Scanning sheetmusic workflow with ScanTailor

Scan Tailor specific announcements, releases, workflows, tips, etc. NO FEATURE REQUESTS IN THIS FORUM, please.

Scanning sheetmusic workflow with ScanTailor

Postby w_m0zart » 13 Sep 2010, 18:01

I would like to share my experience of scanning fast and accurately sheetmusic into compact pdf files.

In the beginning when I created pdf files I noticed the embedded bitmaps in pdf files had accuracy problems. These problems occurred due to rasterization, resulting in slightly smaller or larger bitmaps. After long and extensive testing, I wrote software (with AutoIT3, see links below for source code) which uses ImageMagick and Ghostscript to accurately processes bitmaps in pdf or tiff files.
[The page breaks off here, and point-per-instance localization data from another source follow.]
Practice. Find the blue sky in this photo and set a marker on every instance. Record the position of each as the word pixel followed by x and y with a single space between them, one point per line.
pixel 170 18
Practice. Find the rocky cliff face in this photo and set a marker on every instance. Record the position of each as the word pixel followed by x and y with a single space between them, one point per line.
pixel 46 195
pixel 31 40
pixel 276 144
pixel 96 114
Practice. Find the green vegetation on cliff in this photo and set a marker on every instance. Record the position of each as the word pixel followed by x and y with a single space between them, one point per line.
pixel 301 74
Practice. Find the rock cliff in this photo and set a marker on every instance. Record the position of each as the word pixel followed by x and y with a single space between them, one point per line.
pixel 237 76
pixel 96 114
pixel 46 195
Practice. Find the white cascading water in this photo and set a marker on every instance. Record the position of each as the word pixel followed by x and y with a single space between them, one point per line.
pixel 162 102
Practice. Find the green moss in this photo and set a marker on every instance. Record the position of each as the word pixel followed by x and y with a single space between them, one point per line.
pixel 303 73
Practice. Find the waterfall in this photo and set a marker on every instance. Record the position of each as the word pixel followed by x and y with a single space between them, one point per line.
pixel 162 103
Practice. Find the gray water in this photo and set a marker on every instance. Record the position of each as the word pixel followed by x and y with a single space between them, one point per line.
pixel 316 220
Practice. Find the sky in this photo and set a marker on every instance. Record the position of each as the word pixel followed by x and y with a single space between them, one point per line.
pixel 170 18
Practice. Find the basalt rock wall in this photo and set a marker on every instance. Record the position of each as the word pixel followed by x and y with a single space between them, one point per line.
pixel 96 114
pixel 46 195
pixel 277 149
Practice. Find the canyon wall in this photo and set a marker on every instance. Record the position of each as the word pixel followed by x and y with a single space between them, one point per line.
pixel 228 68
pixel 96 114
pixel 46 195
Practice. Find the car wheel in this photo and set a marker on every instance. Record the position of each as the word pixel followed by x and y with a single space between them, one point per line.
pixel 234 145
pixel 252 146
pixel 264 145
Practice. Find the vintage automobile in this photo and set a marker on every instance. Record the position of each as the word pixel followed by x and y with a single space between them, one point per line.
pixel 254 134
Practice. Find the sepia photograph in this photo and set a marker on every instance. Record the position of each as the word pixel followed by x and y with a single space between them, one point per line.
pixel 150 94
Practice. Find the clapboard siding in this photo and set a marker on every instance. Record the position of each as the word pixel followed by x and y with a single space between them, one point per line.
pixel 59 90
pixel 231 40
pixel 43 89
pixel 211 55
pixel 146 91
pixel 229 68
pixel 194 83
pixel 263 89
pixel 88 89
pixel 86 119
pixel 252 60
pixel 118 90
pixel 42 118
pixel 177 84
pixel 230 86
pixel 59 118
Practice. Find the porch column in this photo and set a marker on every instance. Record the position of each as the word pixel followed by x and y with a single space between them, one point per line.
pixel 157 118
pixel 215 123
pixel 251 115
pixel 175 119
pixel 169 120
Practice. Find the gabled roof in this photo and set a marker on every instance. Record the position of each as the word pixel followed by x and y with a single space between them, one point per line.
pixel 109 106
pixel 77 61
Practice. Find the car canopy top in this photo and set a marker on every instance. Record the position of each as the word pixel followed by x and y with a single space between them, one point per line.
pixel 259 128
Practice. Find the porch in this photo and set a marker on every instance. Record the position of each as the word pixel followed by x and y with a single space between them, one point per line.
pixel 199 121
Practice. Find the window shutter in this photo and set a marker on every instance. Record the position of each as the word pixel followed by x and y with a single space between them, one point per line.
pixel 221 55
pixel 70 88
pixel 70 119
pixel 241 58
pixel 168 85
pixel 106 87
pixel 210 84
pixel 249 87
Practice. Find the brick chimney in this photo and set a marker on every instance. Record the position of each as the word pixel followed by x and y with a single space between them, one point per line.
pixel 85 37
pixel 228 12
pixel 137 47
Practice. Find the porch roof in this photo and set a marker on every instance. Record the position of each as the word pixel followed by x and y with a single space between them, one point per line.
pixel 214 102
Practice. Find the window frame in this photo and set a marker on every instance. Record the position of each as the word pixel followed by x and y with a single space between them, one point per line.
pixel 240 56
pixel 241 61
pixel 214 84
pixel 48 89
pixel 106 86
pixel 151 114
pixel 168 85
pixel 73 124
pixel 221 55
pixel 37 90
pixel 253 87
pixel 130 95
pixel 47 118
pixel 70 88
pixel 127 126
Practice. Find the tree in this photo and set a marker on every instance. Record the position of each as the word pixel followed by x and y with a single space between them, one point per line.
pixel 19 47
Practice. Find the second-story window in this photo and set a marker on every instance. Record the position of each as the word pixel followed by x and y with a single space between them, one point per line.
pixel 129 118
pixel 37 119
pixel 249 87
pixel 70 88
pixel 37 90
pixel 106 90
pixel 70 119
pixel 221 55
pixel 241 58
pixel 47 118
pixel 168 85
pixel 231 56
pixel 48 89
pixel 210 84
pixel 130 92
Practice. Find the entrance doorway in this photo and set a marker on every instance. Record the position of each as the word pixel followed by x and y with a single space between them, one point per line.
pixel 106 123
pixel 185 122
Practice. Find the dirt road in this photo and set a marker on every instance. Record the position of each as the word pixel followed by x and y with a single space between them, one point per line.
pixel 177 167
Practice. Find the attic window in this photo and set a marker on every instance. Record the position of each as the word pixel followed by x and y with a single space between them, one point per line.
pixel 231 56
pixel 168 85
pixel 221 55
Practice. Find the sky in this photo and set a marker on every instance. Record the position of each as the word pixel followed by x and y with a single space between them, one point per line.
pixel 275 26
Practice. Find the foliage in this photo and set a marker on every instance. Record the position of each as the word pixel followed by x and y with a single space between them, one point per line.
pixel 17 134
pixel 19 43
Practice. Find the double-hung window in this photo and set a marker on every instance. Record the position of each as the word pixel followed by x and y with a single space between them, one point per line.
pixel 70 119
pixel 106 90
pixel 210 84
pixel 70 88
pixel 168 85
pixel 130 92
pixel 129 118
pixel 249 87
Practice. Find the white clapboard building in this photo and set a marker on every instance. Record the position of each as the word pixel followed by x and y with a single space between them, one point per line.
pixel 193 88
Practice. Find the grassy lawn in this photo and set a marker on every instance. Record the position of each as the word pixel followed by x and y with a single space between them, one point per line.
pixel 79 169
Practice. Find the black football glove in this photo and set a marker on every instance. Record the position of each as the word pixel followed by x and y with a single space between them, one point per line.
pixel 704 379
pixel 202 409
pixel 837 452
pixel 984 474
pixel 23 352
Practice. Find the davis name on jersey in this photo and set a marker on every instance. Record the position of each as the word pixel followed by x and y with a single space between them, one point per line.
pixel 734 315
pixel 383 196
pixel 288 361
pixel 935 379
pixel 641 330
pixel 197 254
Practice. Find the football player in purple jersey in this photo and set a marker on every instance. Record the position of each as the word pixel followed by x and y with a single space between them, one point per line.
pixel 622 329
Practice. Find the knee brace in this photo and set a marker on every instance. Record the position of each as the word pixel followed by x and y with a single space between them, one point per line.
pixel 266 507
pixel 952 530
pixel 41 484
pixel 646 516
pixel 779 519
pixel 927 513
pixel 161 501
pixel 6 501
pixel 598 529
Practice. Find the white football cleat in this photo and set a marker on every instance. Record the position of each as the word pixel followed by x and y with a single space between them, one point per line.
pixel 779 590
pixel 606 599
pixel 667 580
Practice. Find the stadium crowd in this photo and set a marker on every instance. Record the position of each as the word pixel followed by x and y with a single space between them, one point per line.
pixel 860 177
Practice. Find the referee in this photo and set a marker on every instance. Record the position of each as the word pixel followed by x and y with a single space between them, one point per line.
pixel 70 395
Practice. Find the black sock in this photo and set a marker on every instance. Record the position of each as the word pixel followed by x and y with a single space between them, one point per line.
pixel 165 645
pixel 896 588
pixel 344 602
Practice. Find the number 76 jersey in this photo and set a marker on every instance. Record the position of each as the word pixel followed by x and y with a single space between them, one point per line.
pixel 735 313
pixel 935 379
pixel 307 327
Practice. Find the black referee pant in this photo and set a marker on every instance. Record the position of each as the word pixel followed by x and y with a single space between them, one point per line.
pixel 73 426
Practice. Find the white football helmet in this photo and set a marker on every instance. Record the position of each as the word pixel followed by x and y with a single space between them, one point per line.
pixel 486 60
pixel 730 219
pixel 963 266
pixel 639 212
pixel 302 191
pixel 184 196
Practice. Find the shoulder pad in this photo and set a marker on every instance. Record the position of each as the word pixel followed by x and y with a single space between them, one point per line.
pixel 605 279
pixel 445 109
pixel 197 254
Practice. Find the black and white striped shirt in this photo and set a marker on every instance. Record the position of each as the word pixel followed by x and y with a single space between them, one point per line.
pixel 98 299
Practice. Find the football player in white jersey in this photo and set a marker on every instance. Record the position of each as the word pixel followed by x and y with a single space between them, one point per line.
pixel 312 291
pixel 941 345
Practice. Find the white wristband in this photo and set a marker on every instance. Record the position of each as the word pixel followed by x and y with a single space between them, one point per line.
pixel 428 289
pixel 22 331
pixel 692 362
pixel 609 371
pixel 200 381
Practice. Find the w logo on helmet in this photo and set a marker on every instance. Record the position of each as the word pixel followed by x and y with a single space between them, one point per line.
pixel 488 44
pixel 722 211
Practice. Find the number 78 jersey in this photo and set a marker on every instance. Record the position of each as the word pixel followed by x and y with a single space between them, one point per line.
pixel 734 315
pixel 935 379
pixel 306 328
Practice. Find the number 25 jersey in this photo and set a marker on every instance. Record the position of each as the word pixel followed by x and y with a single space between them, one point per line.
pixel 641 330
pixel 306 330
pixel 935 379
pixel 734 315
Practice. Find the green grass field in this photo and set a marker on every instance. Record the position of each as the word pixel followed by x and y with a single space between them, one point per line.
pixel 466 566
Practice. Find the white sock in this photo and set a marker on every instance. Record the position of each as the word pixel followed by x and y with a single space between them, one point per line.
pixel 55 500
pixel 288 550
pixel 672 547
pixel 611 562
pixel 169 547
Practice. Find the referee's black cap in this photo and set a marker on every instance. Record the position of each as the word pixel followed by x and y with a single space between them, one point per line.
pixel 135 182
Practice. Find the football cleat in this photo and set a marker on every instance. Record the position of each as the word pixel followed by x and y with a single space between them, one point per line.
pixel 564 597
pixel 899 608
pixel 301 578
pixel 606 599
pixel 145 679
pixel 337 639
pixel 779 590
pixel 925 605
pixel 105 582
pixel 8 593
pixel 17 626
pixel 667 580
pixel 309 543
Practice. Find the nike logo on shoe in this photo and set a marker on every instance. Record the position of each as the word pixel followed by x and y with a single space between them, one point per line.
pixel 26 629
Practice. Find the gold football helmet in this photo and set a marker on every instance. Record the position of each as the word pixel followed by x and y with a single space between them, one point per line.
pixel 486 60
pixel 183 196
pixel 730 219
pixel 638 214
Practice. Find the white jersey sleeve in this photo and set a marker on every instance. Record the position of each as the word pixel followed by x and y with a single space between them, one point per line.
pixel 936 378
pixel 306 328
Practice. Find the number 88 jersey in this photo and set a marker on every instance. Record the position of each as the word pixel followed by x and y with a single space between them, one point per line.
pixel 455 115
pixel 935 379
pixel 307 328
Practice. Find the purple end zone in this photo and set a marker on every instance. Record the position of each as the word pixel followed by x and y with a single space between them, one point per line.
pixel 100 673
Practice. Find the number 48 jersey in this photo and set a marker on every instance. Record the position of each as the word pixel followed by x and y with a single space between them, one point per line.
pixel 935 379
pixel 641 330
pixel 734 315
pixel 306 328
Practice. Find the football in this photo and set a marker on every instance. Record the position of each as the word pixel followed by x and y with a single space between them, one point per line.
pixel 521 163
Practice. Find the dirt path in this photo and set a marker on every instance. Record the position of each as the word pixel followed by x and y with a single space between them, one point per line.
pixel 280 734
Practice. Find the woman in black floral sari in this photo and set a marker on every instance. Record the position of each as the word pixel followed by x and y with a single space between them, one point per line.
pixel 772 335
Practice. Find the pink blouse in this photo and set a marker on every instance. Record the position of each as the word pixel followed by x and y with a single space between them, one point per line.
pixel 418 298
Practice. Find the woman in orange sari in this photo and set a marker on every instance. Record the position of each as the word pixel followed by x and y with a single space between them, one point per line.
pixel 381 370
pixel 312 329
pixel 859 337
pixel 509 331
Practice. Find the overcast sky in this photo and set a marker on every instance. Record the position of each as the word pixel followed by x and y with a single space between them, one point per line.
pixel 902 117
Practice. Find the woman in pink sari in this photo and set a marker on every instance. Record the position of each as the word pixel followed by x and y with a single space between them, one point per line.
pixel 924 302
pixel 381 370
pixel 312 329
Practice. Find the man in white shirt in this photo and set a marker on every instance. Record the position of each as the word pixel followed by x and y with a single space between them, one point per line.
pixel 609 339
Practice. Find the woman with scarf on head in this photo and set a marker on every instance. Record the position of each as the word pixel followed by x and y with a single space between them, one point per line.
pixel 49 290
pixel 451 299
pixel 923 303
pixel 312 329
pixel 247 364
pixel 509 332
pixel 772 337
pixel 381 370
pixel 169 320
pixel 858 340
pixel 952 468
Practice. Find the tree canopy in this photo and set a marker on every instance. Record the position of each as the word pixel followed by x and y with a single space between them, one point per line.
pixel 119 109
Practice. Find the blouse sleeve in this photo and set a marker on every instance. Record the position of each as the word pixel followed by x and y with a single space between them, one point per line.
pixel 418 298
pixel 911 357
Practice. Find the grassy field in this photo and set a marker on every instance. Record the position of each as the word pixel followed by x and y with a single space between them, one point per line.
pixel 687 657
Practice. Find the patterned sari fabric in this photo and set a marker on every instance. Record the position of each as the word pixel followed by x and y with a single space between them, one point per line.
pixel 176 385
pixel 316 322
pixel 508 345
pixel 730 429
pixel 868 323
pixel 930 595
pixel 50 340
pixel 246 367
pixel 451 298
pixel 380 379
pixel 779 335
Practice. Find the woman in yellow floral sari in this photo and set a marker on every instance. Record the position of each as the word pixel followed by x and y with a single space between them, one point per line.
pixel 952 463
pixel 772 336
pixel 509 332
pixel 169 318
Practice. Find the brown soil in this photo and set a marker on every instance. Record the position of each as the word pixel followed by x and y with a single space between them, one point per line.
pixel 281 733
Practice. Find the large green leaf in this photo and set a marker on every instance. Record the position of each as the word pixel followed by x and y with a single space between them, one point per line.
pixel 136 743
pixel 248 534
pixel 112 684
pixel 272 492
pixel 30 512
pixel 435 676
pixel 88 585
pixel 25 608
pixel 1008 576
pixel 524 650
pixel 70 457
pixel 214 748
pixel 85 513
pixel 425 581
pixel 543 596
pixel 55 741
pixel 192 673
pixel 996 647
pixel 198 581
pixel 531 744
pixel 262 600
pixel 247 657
From the supplied files, the program creates efficient coded, resized and small pdf files, which fit exactly on a4 page and is ready to distribute or print.

When instead of tiff files, pdf files are supplied a special algorithm in this program helps to get higher accuracy when converting it to tiff format (an intermediate format, necessary for resizing and colorspace conversion). For example, accuracy problems with a pdf file with the exact size of an a4 page (21.0x29.7 cm), holding a bitmap with a resolution of 300 dpi, and 2480x3508 pixels are such that it in theory the bitmap should fit, but with some pdf files the standard tools like Acrobat or ghostscript produce horizontally instead of 2480 pixels, 2479 or 2481 pixels. The solution I took in my program is that I compare the pdf defined internal variable BoundingBox from ghostscript with the variable HiResBoundingBox and compare what a converted output (to tiff) with ImageMagick produces. If page dimensions exceed a threshold of 1 pixel more, or 1 pixel less than what is expected in a standard a4, a special routine will be triggered to force a pdf to tiff conversion, but now with specified amount of pixels. If the pdf page was originally 2480 pixels, this last step may actually produce now the original page with 2480 pixels. If however still a page with 2479 or 2481 pixels will come out, the original in the pdf embedded bitmap had very likely 2479 or 2481 pixels horizontally.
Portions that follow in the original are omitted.